I'm not sure why one would be particularly worried about noise contribution of these resistors. Do you listen with the input open? In use they will be shunted by source Z anyway.
470µ bipolar sounds pretty massive, I am sure most people would consider 100µs generous in this spot. I don't necessarily think that "the more the merrier" - what with leakage current?
Keep in mind that balanced connections tend to be run 6 to 12 dB hotter than unbalanced ones in practice, and lower-than-unity gain may be called for on the receiving side. Consult schematics / specs of sending side of in doubt.
I'm not sure why one would be particularly worried about noise contribution of these resistors. Do you listen with the input open? In use they will be shunted by source Z anyway.
470µ bipolar sounds pretty massive, I am sure most people would consider 100µs generous in this spot. I don't necessarily think that "the more the merrier" - what with leakage current?
Keep in mind that balanced connections tend to be run 6 to 12 dB hotter than unbalanced ones in practice, and lower-than-unity gain may be called for on the receiving side. Consult schematics / specs of sending side of in doubt.

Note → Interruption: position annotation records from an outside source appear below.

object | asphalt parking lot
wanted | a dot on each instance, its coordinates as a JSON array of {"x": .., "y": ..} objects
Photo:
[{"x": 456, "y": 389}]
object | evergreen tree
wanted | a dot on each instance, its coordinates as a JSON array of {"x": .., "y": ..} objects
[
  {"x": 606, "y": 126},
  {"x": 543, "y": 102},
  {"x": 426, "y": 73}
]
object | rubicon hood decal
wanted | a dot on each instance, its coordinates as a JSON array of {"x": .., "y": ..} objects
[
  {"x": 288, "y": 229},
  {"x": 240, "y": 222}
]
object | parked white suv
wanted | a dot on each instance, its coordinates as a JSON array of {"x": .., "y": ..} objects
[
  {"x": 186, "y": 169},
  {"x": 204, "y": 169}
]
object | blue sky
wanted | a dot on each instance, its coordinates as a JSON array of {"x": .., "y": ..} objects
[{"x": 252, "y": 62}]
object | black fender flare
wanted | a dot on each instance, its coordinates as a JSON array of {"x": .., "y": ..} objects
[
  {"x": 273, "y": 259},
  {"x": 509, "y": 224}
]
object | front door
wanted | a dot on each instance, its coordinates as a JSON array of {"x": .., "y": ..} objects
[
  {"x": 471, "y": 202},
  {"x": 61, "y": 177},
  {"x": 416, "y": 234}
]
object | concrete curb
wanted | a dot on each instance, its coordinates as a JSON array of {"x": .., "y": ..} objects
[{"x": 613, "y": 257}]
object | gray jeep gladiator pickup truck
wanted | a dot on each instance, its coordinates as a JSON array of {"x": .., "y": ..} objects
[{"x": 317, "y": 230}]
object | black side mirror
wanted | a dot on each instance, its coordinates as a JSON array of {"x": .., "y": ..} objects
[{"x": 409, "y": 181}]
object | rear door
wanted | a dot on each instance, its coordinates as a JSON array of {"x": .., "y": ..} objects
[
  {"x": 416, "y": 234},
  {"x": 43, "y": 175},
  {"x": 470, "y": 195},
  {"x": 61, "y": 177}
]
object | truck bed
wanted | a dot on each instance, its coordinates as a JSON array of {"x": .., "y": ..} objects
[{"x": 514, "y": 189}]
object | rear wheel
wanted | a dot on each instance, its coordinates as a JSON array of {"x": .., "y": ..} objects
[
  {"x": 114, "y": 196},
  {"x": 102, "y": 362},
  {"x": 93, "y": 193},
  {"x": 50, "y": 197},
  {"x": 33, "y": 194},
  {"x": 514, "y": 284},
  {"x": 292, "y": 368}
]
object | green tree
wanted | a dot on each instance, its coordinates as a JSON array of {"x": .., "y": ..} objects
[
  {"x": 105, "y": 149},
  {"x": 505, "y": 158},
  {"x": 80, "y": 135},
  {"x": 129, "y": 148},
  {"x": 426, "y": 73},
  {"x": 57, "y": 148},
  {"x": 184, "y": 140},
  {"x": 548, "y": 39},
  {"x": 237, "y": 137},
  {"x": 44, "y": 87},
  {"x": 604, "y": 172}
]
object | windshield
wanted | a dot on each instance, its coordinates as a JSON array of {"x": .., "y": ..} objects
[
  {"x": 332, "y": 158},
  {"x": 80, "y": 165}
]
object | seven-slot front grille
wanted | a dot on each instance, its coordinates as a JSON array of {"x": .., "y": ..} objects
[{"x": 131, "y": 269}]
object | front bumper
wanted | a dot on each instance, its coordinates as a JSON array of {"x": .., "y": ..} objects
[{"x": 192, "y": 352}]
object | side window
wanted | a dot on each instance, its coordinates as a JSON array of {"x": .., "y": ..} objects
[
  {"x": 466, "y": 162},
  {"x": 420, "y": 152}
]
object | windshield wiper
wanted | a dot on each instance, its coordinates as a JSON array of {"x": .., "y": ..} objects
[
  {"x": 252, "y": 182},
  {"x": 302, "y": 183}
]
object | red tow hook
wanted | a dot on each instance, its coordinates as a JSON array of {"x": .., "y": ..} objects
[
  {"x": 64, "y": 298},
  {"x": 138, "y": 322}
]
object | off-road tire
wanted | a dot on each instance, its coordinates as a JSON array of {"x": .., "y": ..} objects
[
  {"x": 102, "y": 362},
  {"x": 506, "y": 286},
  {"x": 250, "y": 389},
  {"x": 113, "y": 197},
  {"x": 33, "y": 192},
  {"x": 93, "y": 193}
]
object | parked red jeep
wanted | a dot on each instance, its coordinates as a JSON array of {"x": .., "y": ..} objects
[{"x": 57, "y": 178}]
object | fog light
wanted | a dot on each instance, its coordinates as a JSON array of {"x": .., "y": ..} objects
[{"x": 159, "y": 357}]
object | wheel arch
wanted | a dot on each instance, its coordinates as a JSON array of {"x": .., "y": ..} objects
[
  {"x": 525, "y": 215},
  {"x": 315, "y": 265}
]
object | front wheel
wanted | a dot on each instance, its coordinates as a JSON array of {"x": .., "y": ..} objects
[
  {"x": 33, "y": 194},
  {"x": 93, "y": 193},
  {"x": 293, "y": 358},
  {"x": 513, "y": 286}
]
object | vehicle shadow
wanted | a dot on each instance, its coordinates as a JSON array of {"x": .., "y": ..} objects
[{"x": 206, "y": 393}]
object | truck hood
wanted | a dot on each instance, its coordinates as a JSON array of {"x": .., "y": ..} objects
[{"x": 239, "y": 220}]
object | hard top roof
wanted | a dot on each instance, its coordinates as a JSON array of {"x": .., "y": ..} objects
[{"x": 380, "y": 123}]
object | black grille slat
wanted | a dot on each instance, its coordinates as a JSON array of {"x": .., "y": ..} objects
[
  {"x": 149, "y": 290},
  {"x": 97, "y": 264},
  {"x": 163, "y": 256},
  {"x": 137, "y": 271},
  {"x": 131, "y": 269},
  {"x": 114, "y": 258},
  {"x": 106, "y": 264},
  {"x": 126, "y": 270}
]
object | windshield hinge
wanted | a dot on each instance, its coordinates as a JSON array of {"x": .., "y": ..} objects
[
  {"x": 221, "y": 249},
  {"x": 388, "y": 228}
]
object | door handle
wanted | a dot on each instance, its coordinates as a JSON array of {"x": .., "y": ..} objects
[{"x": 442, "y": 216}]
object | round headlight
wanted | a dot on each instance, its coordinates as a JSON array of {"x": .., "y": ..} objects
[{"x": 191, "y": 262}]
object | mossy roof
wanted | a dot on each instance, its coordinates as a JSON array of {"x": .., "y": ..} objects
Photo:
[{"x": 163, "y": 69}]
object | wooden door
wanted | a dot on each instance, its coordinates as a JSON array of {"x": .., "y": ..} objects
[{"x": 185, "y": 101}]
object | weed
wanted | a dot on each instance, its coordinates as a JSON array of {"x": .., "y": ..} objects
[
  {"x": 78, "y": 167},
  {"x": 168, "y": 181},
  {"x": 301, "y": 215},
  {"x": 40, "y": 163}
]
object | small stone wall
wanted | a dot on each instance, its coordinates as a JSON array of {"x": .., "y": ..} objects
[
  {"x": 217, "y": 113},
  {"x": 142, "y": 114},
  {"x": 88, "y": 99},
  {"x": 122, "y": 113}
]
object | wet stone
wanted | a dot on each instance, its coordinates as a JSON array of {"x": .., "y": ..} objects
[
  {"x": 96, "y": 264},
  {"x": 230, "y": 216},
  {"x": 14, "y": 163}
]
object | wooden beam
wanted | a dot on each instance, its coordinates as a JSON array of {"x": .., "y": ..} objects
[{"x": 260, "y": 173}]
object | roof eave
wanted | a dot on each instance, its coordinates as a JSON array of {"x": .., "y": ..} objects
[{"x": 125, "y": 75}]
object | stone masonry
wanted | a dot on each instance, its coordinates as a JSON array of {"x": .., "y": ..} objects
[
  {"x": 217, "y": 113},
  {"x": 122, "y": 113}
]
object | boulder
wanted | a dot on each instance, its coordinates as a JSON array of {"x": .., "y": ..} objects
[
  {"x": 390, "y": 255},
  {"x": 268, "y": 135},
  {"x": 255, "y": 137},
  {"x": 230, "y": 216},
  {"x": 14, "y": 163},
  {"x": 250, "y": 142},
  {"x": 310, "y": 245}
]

The point is that the load isn't anywhere close to 1k here, as should be plainly obvious from the schematics given. As suggested, we're talking 10k, or 47k as shown above (plus ~120 ohms (give or take) of source impedance). Even when taking potential capacitance mismatch into account that might reduce low-frequency CMRR (bonus points for 5-10% tolerance parts or hand-matching), 100µ seems plenty big enough.